Сжав зубы и напрягая все свое старческое тело, он постарался сделать еще один шаг вперед. А затем еще. И еще…
И вот когда он с ужасом осознал, что остался совершенно без сил и без какой-либо даже призрачной надежды на благоприятное для него будущее, он почувствовал, как нечто легкое прикоснулось к его плечу. Боль неожиданно отступила, а сознание приобрело некую ясность.
Как раз вовремя. Как и всегда, впрочем.
Он с благодарностью взглянул на своего ворона.
Старый друг.
И пусть он не был человеком, но в последнее время люди несли за собой одно разочарование.
Ворон призывно каркнул, бодро расправляя свои большие черные крылья, словно отгоняя от себя и своего хозяина злые силы.
– Да-да, мой друг, – с улыбкой произнес Зигмунд. – Я помню. Я же дал сам себе обещание. Попробовать что-то новое.
Ворон снова каркнул.
– Потому что старое не работает.
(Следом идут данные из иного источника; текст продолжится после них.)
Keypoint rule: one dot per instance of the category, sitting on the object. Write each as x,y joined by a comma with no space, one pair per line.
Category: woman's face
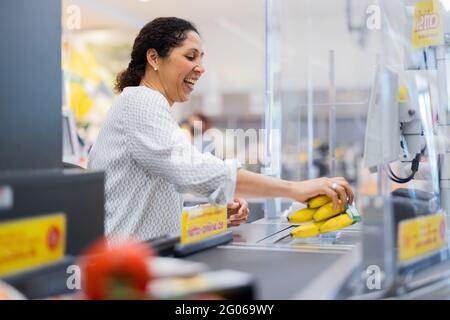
180,71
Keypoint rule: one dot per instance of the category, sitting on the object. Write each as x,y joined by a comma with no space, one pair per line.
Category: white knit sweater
149,162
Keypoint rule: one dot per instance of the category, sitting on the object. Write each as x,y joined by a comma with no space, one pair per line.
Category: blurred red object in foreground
116,271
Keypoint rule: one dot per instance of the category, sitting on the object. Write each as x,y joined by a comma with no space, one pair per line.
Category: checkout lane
281,267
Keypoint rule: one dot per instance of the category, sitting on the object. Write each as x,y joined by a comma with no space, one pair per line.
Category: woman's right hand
336,188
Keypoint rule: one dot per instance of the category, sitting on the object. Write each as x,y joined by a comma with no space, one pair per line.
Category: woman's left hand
237,212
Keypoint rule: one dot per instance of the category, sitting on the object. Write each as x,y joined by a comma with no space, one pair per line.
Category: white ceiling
233,34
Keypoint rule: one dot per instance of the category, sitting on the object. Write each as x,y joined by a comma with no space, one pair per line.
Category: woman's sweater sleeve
157,143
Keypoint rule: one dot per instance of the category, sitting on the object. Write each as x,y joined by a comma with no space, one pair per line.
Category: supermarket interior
272,150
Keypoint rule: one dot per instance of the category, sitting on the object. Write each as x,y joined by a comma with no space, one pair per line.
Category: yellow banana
326,211
306,230
339,222
302,215
318,201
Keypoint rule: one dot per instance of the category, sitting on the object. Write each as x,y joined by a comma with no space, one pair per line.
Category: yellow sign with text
31,243
421,236
427,25
199,223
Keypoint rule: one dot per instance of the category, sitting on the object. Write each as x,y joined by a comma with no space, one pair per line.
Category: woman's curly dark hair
161,34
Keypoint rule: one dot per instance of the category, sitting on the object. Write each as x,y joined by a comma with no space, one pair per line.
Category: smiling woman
149,161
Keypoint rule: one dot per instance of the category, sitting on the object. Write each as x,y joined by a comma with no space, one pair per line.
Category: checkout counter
282,267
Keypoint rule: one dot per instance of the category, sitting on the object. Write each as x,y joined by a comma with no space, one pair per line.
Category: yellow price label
29,243
427,25
421,236
200,223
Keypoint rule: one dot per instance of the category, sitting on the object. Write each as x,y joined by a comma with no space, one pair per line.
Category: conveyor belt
278,274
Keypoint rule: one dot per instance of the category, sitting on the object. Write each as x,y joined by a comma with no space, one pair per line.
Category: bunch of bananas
319,217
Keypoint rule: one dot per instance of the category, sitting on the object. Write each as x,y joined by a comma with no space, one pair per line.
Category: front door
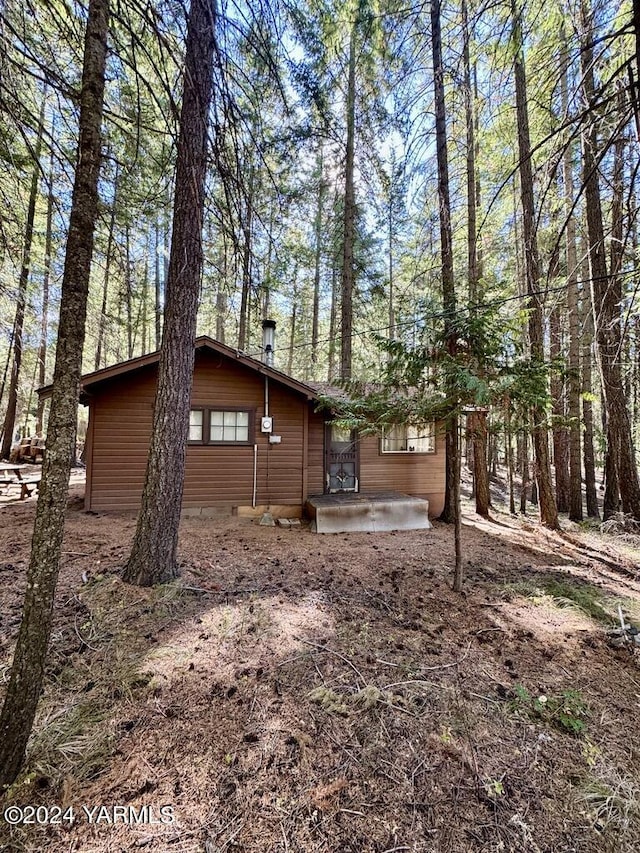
341,459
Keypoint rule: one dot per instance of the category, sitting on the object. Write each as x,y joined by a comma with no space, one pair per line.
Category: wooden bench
25,483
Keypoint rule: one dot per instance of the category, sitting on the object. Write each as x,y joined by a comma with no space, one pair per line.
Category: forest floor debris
298,692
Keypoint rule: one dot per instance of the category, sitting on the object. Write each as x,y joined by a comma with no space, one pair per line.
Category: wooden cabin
256,441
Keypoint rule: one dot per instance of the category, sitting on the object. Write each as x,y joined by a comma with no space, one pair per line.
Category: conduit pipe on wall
255,475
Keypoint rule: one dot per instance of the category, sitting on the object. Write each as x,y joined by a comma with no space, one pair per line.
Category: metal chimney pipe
268,341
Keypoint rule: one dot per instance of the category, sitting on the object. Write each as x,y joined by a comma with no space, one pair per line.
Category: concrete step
369,513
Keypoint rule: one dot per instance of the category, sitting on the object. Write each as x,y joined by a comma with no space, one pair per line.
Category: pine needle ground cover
293,692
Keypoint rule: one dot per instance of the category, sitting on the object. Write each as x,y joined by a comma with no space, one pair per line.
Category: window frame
207,441
416,428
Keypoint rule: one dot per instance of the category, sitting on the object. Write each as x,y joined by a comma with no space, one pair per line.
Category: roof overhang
90,381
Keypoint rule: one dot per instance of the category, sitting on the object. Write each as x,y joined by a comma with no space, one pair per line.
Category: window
217,426
196,421
229,426
409,438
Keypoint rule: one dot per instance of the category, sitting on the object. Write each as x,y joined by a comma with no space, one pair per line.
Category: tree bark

Или потому что мы с тобой так стары, что былые нормы утрачивают свою привлекательность и важность?
Птица внимательно посмотрела на Зигмунда и, оттолкнувшись от его плеча, взлетела по направлению к деревне.
– Ты прав, – тихо проговорил Зигмунд, смотря вслед ворону. – Абсолютно прав. Мне тоже надо расправить крылья и жить своей жизнью. Пусть даже эти попытки и закончатся смертью. Пусть даже эти попытки будут общественно неприемлемы. Мы будем просто пытаться. Не во имя чего-то великого, потому что мы ни во что не верим. Просто пытаться. Хотя бы ради себя.